Synergistic antibiotics combinations targeting the bacterial ribosomes. The antibiotics market generated sales of $42 billion in 2009 globally, representing 5% of the global pharmaceutical market. With the increased use of antibiotics to treat bacterial infections, pathogenic strains have acquired antibiotic resistance. The decrease in antibiotics? effectiveness has led to a growing need for novel or improved antibacterial agents. However, single agents directed at an individual target frequently show limited efficacies and poor safety and resistance profiles. Combination therapy with single-target inhibitors is standard therapy against several conditions such as HIV and Helicobacter pylori. The outlined technology employs a structural analysis approach to develop a novel two-component antibiotic with synergistic activity.

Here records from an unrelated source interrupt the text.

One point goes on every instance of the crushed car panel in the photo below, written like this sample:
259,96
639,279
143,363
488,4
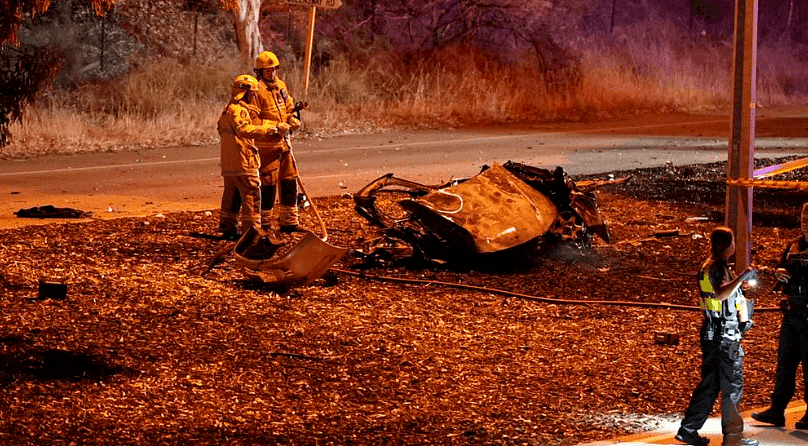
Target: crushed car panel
490,212
501,209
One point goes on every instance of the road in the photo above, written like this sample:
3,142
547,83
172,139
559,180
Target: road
187,178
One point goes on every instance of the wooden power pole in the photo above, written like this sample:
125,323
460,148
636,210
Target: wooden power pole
741,156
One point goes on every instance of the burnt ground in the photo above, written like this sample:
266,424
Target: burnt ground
145,351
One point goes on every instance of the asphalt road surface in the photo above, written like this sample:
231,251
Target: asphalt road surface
154,181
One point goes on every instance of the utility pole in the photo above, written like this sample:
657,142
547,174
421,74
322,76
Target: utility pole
741,156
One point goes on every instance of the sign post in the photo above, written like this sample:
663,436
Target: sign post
312,5
741,156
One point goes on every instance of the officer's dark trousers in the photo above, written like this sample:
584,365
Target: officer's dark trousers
793,349
721,371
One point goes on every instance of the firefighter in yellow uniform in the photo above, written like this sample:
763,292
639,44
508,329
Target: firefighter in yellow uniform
278,171
239,158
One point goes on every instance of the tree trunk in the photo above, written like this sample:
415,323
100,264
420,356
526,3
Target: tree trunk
248,38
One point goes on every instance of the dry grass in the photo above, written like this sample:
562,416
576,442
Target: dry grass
635,71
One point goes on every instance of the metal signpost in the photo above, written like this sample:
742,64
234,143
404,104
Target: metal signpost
741,156
312,5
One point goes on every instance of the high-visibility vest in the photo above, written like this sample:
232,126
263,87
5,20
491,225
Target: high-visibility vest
713,307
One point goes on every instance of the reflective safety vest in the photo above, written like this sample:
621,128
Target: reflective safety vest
712,306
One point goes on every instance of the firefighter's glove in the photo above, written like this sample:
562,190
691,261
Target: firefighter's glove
782,275
283,128
294,123
745,326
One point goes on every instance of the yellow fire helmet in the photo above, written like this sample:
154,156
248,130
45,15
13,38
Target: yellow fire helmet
266,60
242,84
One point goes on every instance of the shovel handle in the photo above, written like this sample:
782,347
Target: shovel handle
303,189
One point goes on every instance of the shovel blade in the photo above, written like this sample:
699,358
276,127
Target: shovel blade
307,261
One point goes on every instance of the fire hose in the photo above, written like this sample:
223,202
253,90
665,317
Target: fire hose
532,298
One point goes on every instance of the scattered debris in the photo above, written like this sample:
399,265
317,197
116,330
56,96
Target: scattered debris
52,289
666,338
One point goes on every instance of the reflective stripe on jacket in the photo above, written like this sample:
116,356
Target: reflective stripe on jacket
237,129
275,105
713,275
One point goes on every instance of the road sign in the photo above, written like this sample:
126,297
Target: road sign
324,4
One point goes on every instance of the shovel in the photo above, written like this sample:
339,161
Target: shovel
307,261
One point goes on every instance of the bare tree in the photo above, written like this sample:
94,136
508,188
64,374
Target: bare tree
245,18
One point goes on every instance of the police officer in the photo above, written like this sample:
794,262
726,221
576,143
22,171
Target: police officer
721,352
792,272
239,158
278,171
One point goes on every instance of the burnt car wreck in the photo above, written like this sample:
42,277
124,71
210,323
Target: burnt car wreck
500,214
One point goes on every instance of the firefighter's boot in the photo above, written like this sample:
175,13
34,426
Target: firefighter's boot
287,210
267,203
802,423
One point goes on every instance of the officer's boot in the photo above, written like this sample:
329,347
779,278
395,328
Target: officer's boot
738,440
287,211
771,416
802,423
692,438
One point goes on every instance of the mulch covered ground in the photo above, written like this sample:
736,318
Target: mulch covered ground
145,351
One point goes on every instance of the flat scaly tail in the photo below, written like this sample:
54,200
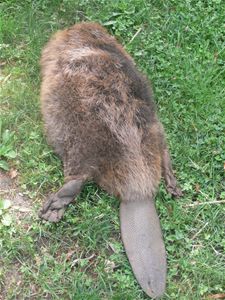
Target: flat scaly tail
142,238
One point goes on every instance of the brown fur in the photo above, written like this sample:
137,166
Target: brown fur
100,118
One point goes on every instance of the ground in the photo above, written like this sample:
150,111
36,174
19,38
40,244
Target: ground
179,45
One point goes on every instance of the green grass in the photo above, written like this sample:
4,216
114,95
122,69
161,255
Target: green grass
181,47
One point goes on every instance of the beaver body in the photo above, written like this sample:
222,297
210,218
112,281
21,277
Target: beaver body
100,118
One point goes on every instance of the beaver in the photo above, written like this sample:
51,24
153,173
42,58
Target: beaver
100,118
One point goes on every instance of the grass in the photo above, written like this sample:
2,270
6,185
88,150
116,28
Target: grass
180,46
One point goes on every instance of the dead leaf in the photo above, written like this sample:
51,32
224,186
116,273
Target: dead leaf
69,254
109,266
13,173
217,296
197,187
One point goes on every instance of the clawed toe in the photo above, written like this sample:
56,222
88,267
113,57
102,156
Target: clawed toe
175,191
52,210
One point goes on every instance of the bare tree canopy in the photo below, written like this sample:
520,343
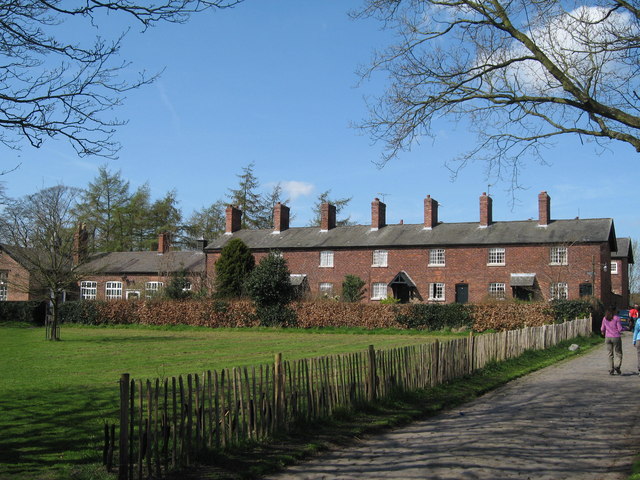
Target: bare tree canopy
54,87
521,72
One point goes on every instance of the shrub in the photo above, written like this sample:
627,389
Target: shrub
352,288
232,268
269,283
436,317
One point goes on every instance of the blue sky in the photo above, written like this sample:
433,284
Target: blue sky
273,82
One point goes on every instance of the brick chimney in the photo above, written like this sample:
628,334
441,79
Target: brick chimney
430,213
163,243
486,210
544,209
378,214
280,218
80,244
234,220
327,217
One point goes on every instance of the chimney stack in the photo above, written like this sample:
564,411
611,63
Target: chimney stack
233,220
378,214
328,217
80,244
163,243
430,213
280,218
486,210
544,209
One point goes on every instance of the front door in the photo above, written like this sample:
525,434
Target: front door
462,293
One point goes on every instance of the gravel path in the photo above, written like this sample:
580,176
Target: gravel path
569,421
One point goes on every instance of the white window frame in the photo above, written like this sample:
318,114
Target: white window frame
113,290
326,259
378,291
88,290
326,288
437,257
4,287
497,256
151,289
436,291
559,256
380,258
559,291
498,290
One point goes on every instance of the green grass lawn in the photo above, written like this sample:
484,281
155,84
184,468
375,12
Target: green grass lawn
56,395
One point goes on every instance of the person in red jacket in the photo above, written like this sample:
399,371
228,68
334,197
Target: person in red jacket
633,316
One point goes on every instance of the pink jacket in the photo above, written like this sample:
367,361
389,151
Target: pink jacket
611,328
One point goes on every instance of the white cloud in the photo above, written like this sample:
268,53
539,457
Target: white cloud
295,189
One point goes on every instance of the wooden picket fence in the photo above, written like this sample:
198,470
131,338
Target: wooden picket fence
168,423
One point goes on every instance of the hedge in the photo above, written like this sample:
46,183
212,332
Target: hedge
216,313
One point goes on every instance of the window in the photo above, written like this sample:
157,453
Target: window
436,257
326,288
326,259
559,291
436,291
586,289
496,256
559,256
113,290
378,291
497,290
88,290
152,288
380,258
4,288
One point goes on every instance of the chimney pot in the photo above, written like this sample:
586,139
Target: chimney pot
378,214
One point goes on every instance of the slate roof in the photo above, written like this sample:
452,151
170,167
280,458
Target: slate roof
415,235
624,250
146,262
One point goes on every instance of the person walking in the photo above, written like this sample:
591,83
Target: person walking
612,329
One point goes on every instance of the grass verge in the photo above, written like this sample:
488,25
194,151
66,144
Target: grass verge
255,461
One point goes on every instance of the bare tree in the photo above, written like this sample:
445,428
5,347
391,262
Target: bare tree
39,230
521,72
52,87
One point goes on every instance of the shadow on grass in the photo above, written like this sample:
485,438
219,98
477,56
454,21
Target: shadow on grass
46,430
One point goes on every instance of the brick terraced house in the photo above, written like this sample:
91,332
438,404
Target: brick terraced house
438,262
133,275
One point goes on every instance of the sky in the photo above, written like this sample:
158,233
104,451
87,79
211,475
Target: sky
274,83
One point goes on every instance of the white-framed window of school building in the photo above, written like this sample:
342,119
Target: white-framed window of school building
88,290
378,291
380,258
436,291
559,256
326,258
559,291
497,290
151,289
496,256
436,257
113,290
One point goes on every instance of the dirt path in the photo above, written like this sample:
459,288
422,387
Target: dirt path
569,421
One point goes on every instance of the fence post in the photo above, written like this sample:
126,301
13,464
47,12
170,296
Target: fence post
372,373
123,470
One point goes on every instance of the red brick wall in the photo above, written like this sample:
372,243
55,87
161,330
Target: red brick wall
463,265
18,279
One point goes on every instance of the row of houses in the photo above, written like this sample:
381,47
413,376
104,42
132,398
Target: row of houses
435,261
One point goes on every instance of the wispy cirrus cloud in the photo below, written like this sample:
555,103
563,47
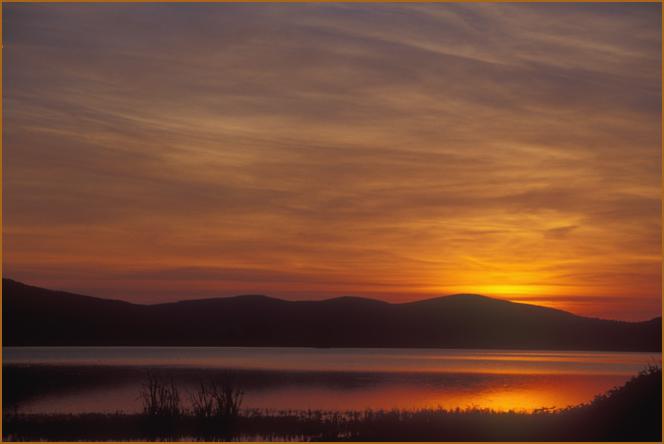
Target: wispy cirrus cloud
390,150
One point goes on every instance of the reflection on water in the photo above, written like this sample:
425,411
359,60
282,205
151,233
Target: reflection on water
109,379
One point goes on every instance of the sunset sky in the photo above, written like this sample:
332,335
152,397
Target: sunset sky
160,152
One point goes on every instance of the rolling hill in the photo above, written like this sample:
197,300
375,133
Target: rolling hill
34,316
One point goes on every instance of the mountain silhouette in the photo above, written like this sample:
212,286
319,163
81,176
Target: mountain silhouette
34,316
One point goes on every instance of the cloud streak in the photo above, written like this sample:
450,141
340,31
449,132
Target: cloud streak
396,151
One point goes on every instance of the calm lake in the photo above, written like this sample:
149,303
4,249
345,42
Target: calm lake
109,379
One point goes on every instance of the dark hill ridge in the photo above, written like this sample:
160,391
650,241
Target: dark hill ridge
34,316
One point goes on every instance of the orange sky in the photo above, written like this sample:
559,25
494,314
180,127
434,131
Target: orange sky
164,152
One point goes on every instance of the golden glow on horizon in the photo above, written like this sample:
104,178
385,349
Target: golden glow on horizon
312,151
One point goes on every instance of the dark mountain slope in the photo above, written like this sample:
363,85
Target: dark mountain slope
35,316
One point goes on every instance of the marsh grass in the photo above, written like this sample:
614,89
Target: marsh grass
632,412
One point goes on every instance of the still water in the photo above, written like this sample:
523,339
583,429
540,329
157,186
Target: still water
108,379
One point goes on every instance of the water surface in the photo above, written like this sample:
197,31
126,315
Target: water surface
108,379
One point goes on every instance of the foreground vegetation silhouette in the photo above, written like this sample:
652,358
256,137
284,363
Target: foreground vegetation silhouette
632,412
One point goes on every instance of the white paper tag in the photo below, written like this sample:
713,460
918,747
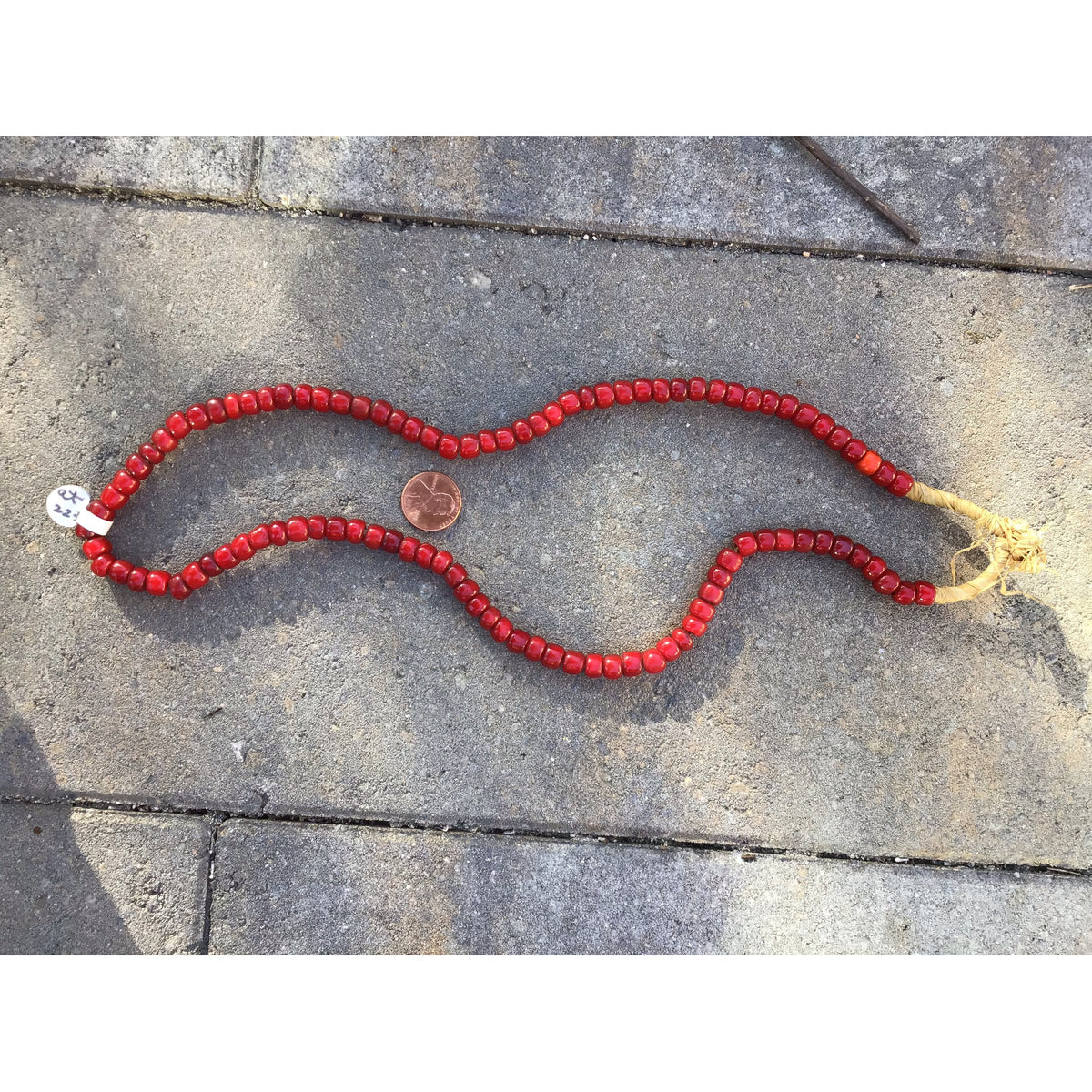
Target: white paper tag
66,503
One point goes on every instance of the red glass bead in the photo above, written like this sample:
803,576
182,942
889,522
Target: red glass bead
731,561
178,588
711,593
745,544
887,582
195,577
860,556
157,582
572,663
787,405
925,594
901,485
702,610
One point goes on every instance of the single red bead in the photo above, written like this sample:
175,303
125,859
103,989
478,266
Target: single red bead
552,655
157,582
887,582
703,610
731,561
787,405
195,577
904,594
745,544
711,593
178,588
860,556
572,663
623,393
925,593
901,485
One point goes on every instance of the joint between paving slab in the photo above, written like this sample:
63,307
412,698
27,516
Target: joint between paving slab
746,850
254,202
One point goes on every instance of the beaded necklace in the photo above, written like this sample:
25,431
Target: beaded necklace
1013,545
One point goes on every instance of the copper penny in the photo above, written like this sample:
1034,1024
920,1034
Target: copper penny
431,501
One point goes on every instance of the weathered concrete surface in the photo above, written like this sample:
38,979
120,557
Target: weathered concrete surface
326,680
180,167
1011,201
81,882
308,889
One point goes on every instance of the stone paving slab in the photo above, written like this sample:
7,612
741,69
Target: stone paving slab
218,167
333,681
317,889
1009,201
85,882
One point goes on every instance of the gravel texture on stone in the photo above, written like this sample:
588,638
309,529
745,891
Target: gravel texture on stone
1010,201
319,889
332,680
218,167
86,882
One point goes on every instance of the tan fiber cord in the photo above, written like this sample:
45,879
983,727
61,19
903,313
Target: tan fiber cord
1011,545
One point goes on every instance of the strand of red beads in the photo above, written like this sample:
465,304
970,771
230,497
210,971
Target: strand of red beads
298,529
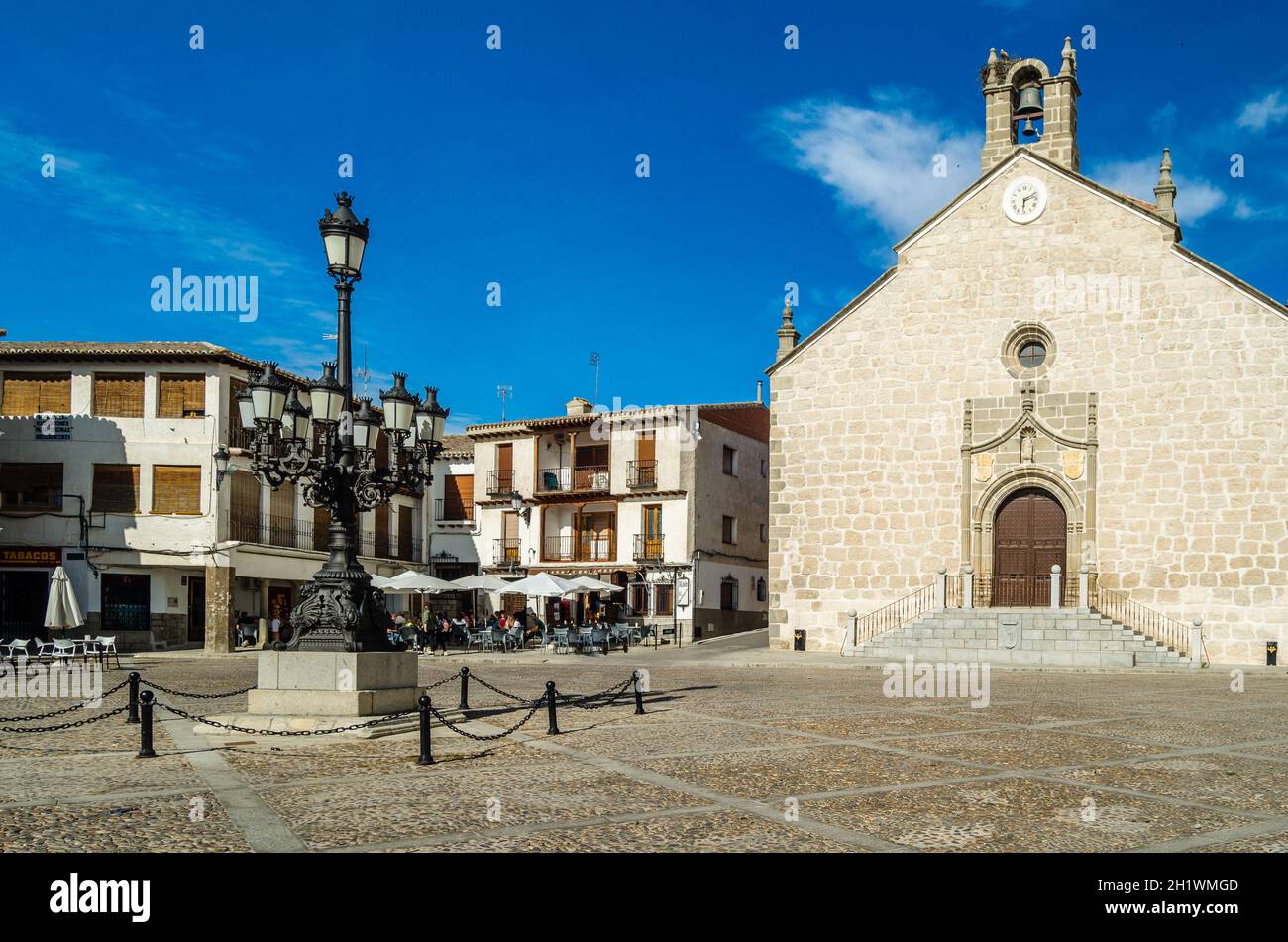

• Treatment of a variety of Gram-positive infections
• Improvements of the inhibitory action of the Antibiotics
• Anti-cancer combination therapy
• Synergistic action
• Treatment is less likely to result in the emergence of antibiotic resistance
Prof. Ada Yonath, 2009 Nobel Laureate in Chemistry, and colleagues from Weizmann Institute of Science have discovered the sites of binding and the modes of action of two antibacterial agents, lankamycin (LM) and lankacidin, (LC) by crystallographic and biochemical analyses. These two compounds, produced by Streptomyces rochei, bind at neighboring sites in the large ribosomal subunit, and inhibit successive steps in protein synthesis: formation of the nascent protein chain and its export from the ribosome. Such simultaneous inhibition of bacterial growth results in a synergistic action of these two drugs. Based on these structural studies means for enhancing the synergetic inhibitory effect of LC and LM are also provided. This novel technology demonstrates the utility of structural analysis for providing new directions for drug discovery.